Prices of fresh vegetables rose by 24% year-on-year in April as consumers filled up to prepare for potential home orders. Pictured here is a delivery driver for Alibaba’s Hema Fresh supermarket in Beijing on May 10, 2022.
Jade Gao | Afp | Getty pictures
BEIJING ̵[ads1]1; China’s consumer and producer prices rose more than expected in April, according to data from the National Bureau of Statistics published on Wednesday.
The consumer price index rose by 2.1% last month from a year ago, strengthened by an increase in energy and fresh vegetables. The reading topped expectations for a 1.8% increase in a Reuters poll.
April’s figures were also the highest since November’s pressure of 2.3% and well above the 18-month average of 0.9% consumer price inflation. China’s official CPI target for 2022 is “around 3%”.
“The main driver was a rise in food prices due to rising transportation costs and demand from tighter Covid restrictions,” Goldman Sachs analysts said in a report Wednesday.
“In year-over-year terms, we expect CPI inflation to rise and PPI inflation to fall on the bottom,” the report said. “Sequential CPI inflation may moderate in the short term as inflationary pressures from food prices may ease with the improved Covid situation in China.”
Since March, mainland China has tightened travel restrictions and imposed orders to stay at home in many parts of the cities to limit the country’s worst Covid outbreak since early 2020. Controls have prevented many factories from producing at full capacity or moving goods between suppliers and customers.
Prices of fresh vegetables rose by 24% from year to year in April, while prices of fresh fruit increased by 14.1% during that time. Pork prices, a major contributor to China’s CPI, showed a relatively rare increase of 1.5% from the previous month for a more moderate fall of 33.3% from year to year.
Fuel prices for transport rose by 28.4% from the previous year, reflecting recent increases in oil and commodity prices.
Weak consumer demand
However, China’s rising consumer price index does not mean that locals are facing the same pressure as Americans.
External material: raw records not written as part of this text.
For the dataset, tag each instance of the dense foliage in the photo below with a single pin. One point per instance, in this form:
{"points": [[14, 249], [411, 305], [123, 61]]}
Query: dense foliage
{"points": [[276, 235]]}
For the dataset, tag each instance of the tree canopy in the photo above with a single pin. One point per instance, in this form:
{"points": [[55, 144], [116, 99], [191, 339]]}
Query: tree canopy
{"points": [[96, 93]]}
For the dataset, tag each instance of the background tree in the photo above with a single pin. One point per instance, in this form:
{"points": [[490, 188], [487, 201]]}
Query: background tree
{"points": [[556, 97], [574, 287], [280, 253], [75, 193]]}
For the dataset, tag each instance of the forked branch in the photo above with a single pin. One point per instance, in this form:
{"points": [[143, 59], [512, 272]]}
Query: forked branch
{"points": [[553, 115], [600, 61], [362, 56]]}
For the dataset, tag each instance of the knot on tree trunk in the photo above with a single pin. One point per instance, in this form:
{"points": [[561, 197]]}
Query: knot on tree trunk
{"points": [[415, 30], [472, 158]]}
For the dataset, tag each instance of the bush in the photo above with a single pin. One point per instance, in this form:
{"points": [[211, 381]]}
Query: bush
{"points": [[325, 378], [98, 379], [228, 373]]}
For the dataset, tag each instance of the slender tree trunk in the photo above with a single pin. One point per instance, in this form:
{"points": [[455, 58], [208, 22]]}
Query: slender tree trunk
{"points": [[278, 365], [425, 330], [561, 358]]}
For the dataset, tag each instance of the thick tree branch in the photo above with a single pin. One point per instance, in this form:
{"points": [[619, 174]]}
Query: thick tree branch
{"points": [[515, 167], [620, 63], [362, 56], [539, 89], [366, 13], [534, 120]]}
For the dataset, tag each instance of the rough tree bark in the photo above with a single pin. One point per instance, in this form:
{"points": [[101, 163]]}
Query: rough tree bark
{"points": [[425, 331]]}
US consumer prices have risen the most since the early 1980s, even when food and energy were removed. The April figure, which comes later on Wednesday, is estimated to stay close to the decade-high increase of 8.5% seen in March.
In China, excluding food and energy prices, the consumer price index rose by 0.9% in April from a year ago.
In the longer term, analysts warn that general consumer demand in China remains depressed due to uncertainty about future revenues.
Some companies have even cut prices to attract buyers.
The Caixin Services PMI for April – a monthly sentiment survey – found that companies cut prices at the fastest pace since May 2020, “with a number of firms lowering their fees to attract new business amid subdued demand,” it said in a release.
A similar survey among manufacturers found that despite a sharp increase in production costs, sales prices increased only modestly as companies tried to remain competitive and attract new businesses.
Factory costs are still high
In April, China’s producer price index moderated for the fourth month in a row, rising 8% year-on-year. It was still above Reuters’ forecast for a 7.7 percent increase.
Within PPI, purchase prices rose much faster than so-called factory door prices – the price of goods sold from factories for further production or sale to distributors.
This is an indication that cost pressures are unevenly distributed across industries, said Bruce Pang, head of macro and strategy research at China Renaissance.
He said this means that different companies will face different types of impact on their profit margins.
There is an “urgent need” for monetary and fiscal policy to provide targeted support to companies severely affected by the pandemic, Pang said in Chinese, translated by CNBC.
China’s central bank and other governments have announced a number of measures to support growth in recent weeks, although the extent of these measures has generally disappointed markets.
“Covid shutdowns have eroded the effectiveness of policy easing, dampening demand more than supply,” Morgan Stanley chief economist Robin Xing and a team said in a note Tuesday.
At the end of April, the company cut its GDP target for China to 4.2% based on expectations that Covid controls will disrupt supply chains for longer. This is down from the previous forecast of 4.6 per cent.